Mr. Speaker, one needs a crystal ball to know what the WTO might rule. The WTO might say it has had a complete change of heart. All the rationale it used before will just be thrown out and suddenly it will have an epiphany, a change, a road to Damascus experience. The WTO might but I do not think so.
The WTO body has said argue as you might, folks in Canada. It is unfair to treat people differently on your trade laws.
It is not an industry that needs protection. It is going to rule the same way again.
It is interesting how we want to have our cake and eat it too. There is a reciprocity agreement over there. They want a free trade agreement except they do not want a free trade agreement.
One Canadian publisher, the proprietor of Saturday Night , said this about Bill C-55: “I have been a relentless opponent of these restrictive rules all the time. I have been in business nearly 30 years. I am opposed to the restrictions that representatives of the magazine are advancing on American publications. We have been well received in those foreign countries, the U.K., the U.S.A. and Israel, where we do business. Canada should behave as those other countries do”.
Other countries say to Canada “If our guys want to advertise in your magazines and you want to sell into our markets go ahead. It is not a bad magazine and you are going to penetrate our market a bit, but some of our people like to read about Canadian stuff. Some of them are transplanted Canadians. Some of them want to go to Canada”. There is a market. Sell into that market. What an opportunity.
We have 30 million people, a little country by world standards. Somebody says to us that in their country there are 200 million, 300 million or a billion people like in India and they will let us sell into their market. What we should be saying is thanks for the opportunity to expand our business. Thank you for letting us sell into their market. Let us hope for a .5% market penetration. All of a sudden the circulation on the Canadian magazine goes through the roof. With a free trade access like that there is access to billions of people.
Instead, Canada wants to keep Canadian magazines in Canada and get a 10% market penetration on 30 million people. There will be three million people who have ever seen the magazine. It will never be more than that. The business is restricted. It cannot expand. We will not let it expand. It is the tit for tat thing in international trade. If they will not let us go into their markets we will not let them come into ours. That is the deal.
Worse than that, under the WTO arrangement it understands that other countries may choose to retaliate, but not on the magazine. They might say they were willing to let the magazine come in. It is not that big of a deal and there will be some market penetration. But may the best magazine win. They are willing to try that. They are willing to offer that. They may come back and say they have had trouble with our textile industry because it takes them on and beats them half the time. So they get back at the Canadian government for its intransigence by countervailing on textiles. Or they might come back to the softwood lumber agreement that has already put thousands of people out of jobs in my province and expand it a little. They might put another tariff on top of all of that.

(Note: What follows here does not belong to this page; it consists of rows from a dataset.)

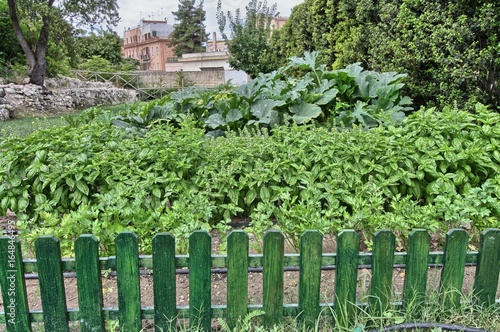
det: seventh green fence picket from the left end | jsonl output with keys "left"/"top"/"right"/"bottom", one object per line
{"left": 227, "top": 231, "right": 249, "bottom": 330}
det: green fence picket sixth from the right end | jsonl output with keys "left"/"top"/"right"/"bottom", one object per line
{"left": 299, "top": 231, "right": 323, "bottom": 329}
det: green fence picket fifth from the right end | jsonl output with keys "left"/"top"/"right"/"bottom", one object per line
{"left": 334, "top": 230, "right": 359, "bottom": 326}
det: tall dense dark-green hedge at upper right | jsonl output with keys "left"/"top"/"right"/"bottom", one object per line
{"left": 271, "top": 0, "right": 500, "bottom": 107}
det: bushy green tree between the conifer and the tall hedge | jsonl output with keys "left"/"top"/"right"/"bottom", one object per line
{"left": 217, "top": 0, "right": 278, "bottom": 78}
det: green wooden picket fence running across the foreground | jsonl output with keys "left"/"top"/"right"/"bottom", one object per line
{"left": 0, "top": 229, "right": 500, "bottom": 332}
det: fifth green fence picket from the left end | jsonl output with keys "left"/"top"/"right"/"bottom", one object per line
{"left": 153, "top": 233, "right": 177, "bottom": 332}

Because the Asian market has gone into decline, our primary market is in America right now for software lumber and a lot of our grains. What if they came up and said that the wheat does not go south of that border, that imaginary 49th parallel on the map? They tell us to keep our wheat. They give their subsidies to their farmers, pump them up and get them in business. But that industry is going to suffer because of a magazine bill.
What kind of a strained logic on that side over there would say they are going to take this to the WTO, poke the people in the eyes until they get them nice and mad like boiled owls. They are going to be all claws, beaks, feathers and scratches. They are going to come out of there like a broken helicopter. They will come out of there mad. They will say “did we not deal with the split-run issue once already?”. A similar panel is going to get this. It will not have an epiphany, a road to Damascus experience.
It is going to wake up with the same logic that was brought into that next one. It is going to crack open the magazine and say “Guess what folks, the rules are the same as the last time and will be the same the next time, but there will not be a next time because we ruled in favour of the plaintiff”.
Instead of creating jobs in Canada and encouraging diversity and saying to the world “Come on world, we are ready. We can take you on, on our terms”, we will catch it in the ear in an industry that is innocent of what the government is doing. Industry will take the retaliation. What a shame. If it comes on one of the industries in my riding, I do not know what it will do to the federal buildings in my riding as there are not many left in my riding anyway because they have all been transferred to Liberal ridings elsewhere. They will be some upset and I understand why.
Maybe the minister of culture figures she has not had enough of the spotlight lately. Maybe she wants to by all stretches of the imagination make a run at the Liberal leadership one day or maybe she is trying to get her name in the paper, who knows?